When users attend a safe injection site, not only are they able to consume their drugs in a safe and sanitized environment, but they are also given information for a multitude of treatment and rehabilitation options. Enrollment in these facilities increase as users are getting proper information during their use.
“When you’re high, it’s an indescribable feeling, it doesn’t even feel real, but when you come down and realize you’re sober, it’s the absolute worst,” Bobby said “It’s awful … the absolute bottom of the barrel.”
He went on to share about how he gets his drugs and feeds his daily habit, saying that he “will do anything for the next fix — it doesn’t matter what it is. Many times, I’ve stolen things, and got caught, just so I could turn around and make some money from it to buy drugs, even more than food at times.”
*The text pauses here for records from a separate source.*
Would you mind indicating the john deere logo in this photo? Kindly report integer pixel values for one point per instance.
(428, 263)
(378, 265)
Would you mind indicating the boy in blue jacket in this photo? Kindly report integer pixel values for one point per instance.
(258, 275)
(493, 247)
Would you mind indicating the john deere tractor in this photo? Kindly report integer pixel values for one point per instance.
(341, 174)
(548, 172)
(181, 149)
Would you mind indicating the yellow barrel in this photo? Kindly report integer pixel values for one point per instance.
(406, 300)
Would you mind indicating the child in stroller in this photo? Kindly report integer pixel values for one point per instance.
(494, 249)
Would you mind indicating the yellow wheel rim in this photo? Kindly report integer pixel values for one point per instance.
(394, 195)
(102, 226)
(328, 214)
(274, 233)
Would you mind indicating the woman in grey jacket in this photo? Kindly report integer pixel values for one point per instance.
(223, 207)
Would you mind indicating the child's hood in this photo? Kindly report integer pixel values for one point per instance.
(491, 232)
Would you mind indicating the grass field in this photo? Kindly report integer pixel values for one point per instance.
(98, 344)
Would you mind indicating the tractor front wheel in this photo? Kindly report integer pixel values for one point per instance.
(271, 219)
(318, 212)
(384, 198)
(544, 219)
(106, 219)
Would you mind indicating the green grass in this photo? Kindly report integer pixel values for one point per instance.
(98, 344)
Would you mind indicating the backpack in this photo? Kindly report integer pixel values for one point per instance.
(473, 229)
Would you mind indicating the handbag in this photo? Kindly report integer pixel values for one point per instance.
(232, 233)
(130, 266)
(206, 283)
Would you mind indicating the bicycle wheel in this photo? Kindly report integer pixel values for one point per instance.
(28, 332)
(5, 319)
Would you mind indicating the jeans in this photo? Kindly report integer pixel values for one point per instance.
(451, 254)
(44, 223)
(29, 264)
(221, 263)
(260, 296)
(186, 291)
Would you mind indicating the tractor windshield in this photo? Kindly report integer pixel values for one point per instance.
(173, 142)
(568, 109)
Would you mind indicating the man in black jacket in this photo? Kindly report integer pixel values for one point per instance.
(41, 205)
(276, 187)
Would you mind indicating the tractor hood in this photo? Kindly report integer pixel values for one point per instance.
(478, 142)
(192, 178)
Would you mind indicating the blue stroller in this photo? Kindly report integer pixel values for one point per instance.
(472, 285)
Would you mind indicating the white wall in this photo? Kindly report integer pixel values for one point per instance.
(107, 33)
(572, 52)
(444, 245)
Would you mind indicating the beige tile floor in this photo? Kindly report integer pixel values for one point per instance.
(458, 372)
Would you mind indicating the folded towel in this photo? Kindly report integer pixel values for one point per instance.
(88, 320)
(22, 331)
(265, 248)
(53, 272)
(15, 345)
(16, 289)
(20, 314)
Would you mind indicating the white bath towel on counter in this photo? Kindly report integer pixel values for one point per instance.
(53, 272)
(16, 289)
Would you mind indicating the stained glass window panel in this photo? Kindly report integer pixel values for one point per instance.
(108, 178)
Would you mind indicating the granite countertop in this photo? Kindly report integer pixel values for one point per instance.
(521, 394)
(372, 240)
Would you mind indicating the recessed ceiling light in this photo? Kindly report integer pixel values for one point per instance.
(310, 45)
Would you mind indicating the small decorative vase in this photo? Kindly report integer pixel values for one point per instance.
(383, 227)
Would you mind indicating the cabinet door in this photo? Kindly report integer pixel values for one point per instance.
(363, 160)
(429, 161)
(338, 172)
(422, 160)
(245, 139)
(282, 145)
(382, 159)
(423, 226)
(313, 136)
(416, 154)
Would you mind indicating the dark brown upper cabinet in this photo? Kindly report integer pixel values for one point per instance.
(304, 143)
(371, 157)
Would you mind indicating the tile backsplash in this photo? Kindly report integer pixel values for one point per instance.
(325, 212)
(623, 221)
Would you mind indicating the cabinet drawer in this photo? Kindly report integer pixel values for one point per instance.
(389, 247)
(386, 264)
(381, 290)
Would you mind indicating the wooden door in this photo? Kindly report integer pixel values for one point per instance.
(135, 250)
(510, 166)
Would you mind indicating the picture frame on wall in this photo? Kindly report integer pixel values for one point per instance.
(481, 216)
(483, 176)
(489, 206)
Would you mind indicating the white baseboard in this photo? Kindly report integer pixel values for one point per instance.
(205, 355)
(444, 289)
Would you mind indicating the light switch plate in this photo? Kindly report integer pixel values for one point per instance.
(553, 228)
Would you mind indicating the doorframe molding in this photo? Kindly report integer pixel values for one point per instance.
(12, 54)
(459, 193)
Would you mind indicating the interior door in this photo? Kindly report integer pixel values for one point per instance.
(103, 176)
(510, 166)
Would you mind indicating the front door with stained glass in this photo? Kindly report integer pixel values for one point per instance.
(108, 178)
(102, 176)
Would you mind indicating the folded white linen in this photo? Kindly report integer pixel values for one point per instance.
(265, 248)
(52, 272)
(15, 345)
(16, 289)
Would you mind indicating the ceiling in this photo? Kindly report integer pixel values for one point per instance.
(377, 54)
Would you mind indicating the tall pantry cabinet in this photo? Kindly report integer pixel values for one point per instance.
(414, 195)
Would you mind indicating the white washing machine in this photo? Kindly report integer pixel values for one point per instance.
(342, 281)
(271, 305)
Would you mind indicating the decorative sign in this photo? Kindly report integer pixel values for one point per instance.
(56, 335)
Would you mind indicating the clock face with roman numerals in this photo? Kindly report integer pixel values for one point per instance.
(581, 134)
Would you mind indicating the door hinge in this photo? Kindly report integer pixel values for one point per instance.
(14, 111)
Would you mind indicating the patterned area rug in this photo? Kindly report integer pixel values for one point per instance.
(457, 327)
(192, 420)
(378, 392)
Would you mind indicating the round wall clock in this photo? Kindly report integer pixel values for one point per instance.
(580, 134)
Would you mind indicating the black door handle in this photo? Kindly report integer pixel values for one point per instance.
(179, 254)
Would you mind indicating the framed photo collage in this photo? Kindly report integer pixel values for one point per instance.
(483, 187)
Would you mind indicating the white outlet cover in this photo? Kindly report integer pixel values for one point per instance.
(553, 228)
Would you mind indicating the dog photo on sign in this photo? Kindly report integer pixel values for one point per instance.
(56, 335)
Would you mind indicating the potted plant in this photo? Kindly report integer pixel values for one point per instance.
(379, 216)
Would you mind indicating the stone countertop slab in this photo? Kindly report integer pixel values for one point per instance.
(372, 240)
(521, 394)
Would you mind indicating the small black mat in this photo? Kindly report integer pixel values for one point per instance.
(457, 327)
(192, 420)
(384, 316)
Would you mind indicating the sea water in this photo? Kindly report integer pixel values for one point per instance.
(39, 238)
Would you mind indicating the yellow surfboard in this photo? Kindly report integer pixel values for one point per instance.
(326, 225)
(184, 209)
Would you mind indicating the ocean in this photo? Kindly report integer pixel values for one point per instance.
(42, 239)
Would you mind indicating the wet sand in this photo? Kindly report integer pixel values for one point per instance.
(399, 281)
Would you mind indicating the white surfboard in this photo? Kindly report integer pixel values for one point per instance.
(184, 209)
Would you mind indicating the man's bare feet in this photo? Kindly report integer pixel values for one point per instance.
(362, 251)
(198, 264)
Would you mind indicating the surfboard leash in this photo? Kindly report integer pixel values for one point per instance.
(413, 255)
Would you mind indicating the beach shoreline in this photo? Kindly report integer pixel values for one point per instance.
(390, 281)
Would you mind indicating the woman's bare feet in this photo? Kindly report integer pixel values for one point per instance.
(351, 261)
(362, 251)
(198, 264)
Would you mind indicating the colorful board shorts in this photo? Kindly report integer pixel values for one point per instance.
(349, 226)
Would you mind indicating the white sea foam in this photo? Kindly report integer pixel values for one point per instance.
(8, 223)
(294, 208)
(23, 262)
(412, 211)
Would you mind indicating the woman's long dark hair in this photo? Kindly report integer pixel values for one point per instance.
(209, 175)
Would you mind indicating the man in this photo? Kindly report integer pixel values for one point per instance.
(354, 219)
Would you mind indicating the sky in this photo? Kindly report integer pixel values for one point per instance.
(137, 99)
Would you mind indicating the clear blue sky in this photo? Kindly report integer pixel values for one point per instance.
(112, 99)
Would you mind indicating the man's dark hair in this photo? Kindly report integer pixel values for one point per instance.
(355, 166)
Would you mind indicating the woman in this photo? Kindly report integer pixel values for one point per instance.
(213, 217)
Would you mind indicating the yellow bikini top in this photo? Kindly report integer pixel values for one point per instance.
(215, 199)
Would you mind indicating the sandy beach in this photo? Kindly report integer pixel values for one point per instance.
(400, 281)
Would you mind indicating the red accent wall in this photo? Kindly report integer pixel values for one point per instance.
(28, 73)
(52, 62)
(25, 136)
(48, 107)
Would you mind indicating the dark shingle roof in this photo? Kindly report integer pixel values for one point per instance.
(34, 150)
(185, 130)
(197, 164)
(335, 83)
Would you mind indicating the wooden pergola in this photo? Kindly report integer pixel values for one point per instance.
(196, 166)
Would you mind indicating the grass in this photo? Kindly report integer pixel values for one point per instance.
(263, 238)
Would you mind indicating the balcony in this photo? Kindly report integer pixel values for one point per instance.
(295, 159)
Drug users are not always looking to quit their habit. More often than not, they’re looking to survive. Lawmakers can continue to pour money into programs and facilitates and force users to attend meetings under the threat of criminal charges and incarceration, or they can provide an environment where people can use drugs safely, and be offered the help they need.
The answer to this epidemic is not simple or clear by any measure. As cities start to see the importance of safe injection sites, and their benefits, people like Bobby will have a higher chance of survival.
Yet for Bobby, it’s back out on the streets. His high gone, he slowly drifted back to reality. Grabbing his bags, he cleaned up his mess and said goodbye. I could see the realization on his face develop as he came back to his reality. Despite this, he shook my hand, thanked me for not judging him and left me with some powerful words: “I’m no less than anybody else, I just want some help. We all need it, at some point in our life.”